The Dutch Lifelines cohort: the risk of Developmental Coordination Disorder runs in families

Developmental Coordination Disorder (DCD) means the presence of motor problems interfering with daily activities in the absence of evident neurological pathology.1 It affects 5-6% of children and it is often accompanied by other neurodevelopmental disorders, such as attention deficit hyperactivity disorder or autism spectrum disorder.1 It often has been suggested that DCD runs in families, but only recently some evidence of a possible genetic background of DCD has been presented.2 The Dutch Lifelines Cohort study3 offered the opportunity to address the question whether the risk of DCD runs in families.
Lifelines is a multi-disciplinary prospective population-based cohort study examining in a unique three-generation design the health and health-related behaviours of 167,729 persons living in the North of the Netherlands. It employs a broad range of investigative procedures in assessing the biomedical, socio-demographic, behavioural, physical and psychological factors which contribute to the health and disease of the general population, with a special focus on multi-morbidity and complex genetics.3 The Lifelines Cohort study has been approved by the ethical committee of the University Medical Center Groningen, the Netherlands (METC 2007/152).
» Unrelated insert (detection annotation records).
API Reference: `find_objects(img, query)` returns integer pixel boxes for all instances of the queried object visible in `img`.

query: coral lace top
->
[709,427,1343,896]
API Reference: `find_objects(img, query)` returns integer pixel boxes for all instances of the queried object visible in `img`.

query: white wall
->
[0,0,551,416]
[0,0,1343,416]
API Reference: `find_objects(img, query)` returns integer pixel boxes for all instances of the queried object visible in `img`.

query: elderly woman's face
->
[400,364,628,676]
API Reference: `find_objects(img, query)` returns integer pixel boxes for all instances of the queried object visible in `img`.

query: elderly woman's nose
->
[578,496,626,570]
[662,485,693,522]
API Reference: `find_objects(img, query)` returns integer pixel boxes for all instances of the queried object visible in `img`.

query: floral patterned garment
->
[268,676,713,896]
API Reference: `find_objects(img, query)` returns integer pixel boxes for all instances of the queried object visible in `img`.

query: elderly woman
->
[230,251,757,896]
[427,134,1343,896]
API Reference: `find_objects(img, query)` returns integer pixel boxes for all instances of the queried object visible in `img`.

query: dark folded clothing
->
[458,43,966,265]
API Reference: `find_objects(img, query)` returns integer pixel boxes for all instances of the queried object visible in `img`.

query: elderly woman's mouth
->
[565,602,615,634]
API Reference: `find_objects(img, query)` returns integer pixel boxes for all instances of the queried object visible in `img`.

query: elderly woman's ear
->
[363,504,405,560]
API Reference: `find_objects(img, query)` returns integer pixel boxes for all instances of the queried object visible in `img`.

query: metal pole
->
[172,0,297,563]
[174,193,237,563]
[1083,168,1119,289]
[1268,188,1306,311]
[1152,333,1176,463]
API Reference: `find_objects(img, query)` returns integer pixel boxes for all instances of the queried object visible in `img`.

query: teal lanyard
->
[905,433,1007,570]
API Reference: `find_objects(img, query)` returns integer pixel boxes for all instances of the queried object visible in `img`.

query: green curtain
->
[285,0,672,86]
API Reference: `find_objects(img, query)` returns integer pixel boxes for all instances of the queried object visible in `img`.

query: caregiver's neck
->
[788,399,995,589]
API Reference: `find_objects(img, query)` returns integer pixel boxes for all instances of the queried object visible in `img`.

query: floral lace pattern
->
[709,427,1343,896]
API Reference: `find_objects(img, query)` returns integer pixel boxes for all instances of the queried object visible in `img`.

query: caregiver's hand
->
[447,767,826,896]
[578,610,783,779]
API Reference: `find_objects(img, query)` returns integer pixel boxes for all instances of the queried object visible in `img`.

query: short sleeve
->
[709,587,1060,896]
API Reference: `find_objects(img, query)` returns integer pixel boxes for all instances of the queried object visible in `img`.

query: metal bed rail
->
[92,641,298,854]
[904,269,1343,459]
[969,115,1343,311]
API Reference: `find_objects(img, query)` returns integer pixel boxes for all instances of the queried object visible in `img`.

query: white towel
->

In 2017 all parents participating in Lifelines, with children aged 5-12 years (n=5479) received the Dutch translation of the DCD Questionnaire 2007.4 This is a widely used instrument to screen for DCD with 15 questions addressing control during movement, fine motor activities, including handwriting, and general coordination. We used available age-based percentiles to classify children as at risk of DCD (rDCD).4 Children with diagnoses not compatible with DCD, e.g., cerebral palsy, were excluded from the analysis, resulting in a total of adequately completed questionnaires on 1722 children (31.4%), coming from 1255 different families (each having 1-4 children in the sample; see Table 1 and Appendix S1). From the 1722 children 223 were classified as rDCD. The proportion of rDCD in children with no siblings in the dataset was 13.38% (see Appendix S1). 
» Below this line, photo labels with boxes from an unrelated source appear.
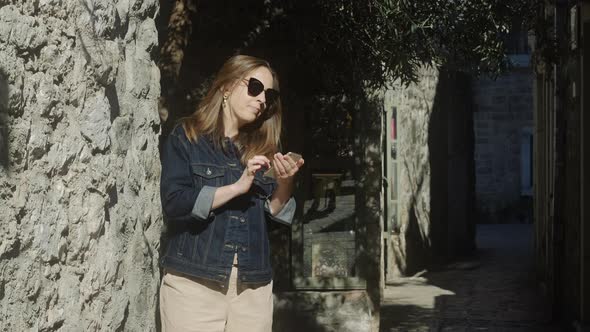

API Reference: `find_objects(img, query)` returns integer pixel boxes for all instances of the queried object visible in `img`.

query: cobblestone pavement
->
[381,224,562,332]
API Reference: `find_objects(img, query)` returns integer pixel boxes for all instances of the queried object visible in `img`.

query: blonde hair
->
[180,55,282,165]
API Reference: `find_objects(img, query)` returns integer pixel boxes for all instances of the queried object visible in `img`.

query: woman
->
[160,55,303,332]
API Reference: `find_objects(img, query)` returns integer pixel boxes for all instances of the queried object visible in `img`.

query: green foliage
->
[256,0,531,91]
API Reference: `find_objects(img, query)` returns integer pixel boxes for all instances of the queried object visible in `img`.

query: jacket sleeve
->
[160,133,217,220]
[264,197,297,226]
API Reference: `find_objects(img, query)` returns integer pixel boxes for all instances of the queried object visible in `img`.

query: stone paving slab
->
[381,224,563,332]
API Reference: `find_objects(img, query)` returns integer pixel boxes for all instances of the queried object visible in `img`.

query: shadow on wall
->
[404,68,475,275]
[0,71,8,170]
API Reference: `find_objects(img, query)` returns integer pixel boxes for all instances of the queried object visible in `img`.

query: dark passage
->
[381,224,562,332]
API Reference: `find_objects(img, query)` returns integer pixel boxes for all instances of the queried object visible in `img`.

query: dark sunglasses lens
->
[248,77,264,97]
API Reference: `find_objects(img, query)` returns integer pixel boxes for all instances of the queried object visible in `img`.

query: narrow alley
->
[381,224,562,332]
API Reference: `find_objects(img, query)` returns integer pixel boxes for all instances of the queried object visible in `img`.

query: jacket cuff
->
[191,186,217,220]
[264,197,297,226]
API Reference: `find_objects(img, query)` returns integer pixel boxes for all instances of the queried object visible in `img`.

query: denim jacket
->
[160,126,295,288]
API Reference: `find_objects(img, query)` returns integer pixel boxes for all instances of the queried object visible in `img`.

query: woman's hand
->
[273,153,305,184]
[233,156,270,195]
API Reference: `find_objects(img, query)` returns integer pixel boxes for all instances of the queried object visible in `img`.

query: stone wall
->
[384,67,475,279]
[474,68,533,222]
[0,0,162,331]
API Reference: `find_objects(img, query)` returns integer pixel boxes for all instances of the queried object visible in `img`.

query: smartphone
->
[264,152,301,178]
We calculated the probability of observing the number of children classified as rDCD and  non-rDCD in each of the 418 families with two or more children present in our data under the assumption of rDCD not running in the family. That is, we tested whether the probability of a child having rDCD was independent of having a sibling with rDCD. For mathematical details on the statistical approach and the use of one-sample Chi-square tests to arrive at an overall p-value for this probability, we refer to Appendix S1. Our analysis resulted in an overall probability of rDCD occurring independently in our data of p = 0.008. This is a very small p-value, implying that our data do not support the assumed hypothesis of rDCD occurring independently within families. As our data shows a tendency towards observing more rDCD children within families than expected, we conclude that our data suggests being at risk of DCD runs in families. 
This means that our data support evidence of the existence of familial predisposition of DCD, which might include genetic variants playing a pathogenetic role.2 In other words, genetic susceptibility for motor impairment may be one of the steps in the multifactorial pathway of DCD. Well-known risk factors in the etiological pathway are male gender and preterm birth.5 Conceivably, the multifactorial pathway varies among children with DCD, a diagnosis that by itself is an umbrella term covering children with various types of motor problems, e.g. fine motor impairments or balance problems.1 
The strength of our study is its two generations design and the use of a large population-based cohort. But the study also has limitations. First, our response rate was 31.4%, which reduces generalizability of the findings. We cannot rule out the potential effect of selection bias either, although the direction of its effect on our conclusion is not clear. In general, parents may be more inclined to respond when already suspecting their offspring to be at risk for DCD. This would increase the observed proportion of children with rDCD overall in the data. However, this effect would simultaneously imply that the benchmark of 13.38% against which we tested our hypothesis of independence would be positively biased as well, which in turn would make it harder to reach a significant result in our test. Lastly, we did not diagnose DCD, but only were able to evaluate whether children were at risk of DCD. 
In conclusion: our findings support emerging evidence that the risk of DCD may run in families.